Autre volet important du rapport, le cas des moteurs de recherche. Google est bien sûr dans le viseur.

L’américain est souvent accusé de mettre davantage en avant ses propres services que ceux des autres. Comme l’algorithme de recherche supprime les résultats portant atteinte aux droits d’auteur, les mots clés racistes et autres pour être conformes à la loi, le CNNum se demande pourquoi ne pas imposer la neutralité ?

Un algorithme
impossible à contrôler

La réponse semble pourtant évidente : même si une loi allant dans ce sens est adoptée, il est impossible pour un organisme d’État de contrôler un algorithme qui change tous les jours ! Voilà pour quoi une loi sur ce sujet, sans sanctions, n’est d’aucune utilité.

« Neutralité neutralisée »

Le rapport du CNNum dresse un constat exact de l’état de la société à l’heure de ce que l’on appelle déjà la « troisième révolution industrielle ». Malheureusement, et comme souvent dans les rapports de ce type, les solutions sont assez floues et parfois inadaptées.

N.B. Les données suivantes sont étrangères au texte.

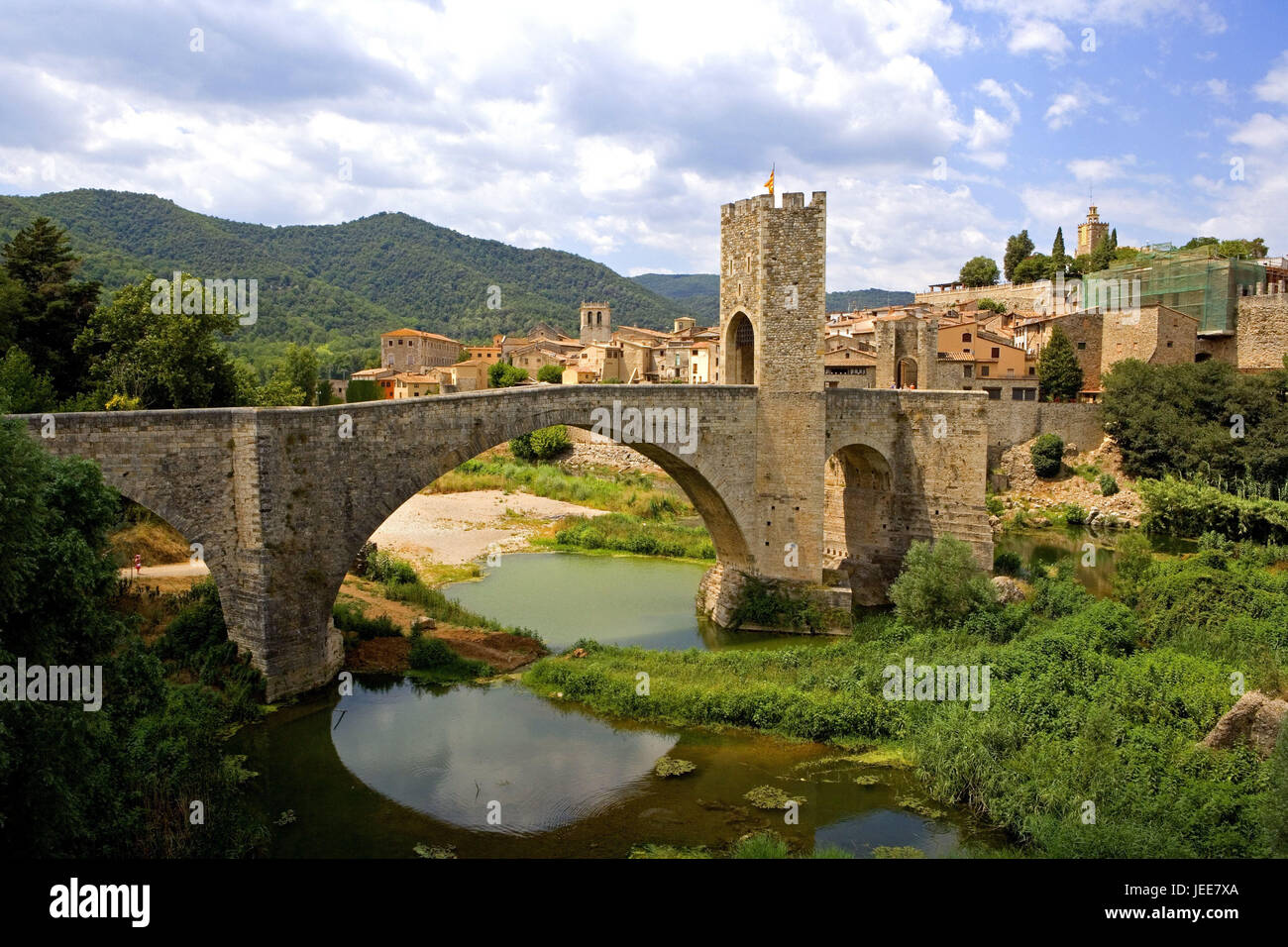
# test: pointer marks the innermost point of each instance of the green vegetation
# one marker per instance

De plus, le conseil semble oublier un problème majeur, celui de l’Internet mobile. Rien n’est précisé sur les restrictions d’accès imposées par les opérateurs. Vous vous êtes certainement déjà énervé quand vous avez reçu le SMS de SFR sur votre téléphone vous disant que « vous avez dépassé 1,00 Go de données sur votre forfait ». Sachez que rien ne changera pour le moment, alors qu’il serait normal que les conditions d’accès à Internet soient identiques tant en fixe qu’en mobile.

Bref, ce rapport peut faire avancer le problème. Mais sans véritables mesures dissuasives contre les FAI, peu de choses seront modifiées en pratique.

Jérémie Zimmermann, porte-parole et co-fondateur de l'association La Quadrature du Net résume bien la situation : « À tenter de régler des problèmes différents en un seul coup de baguette magique, cet avis risque de donner lieu à une neutralité neutralisée qui ne règlera aucun problème ».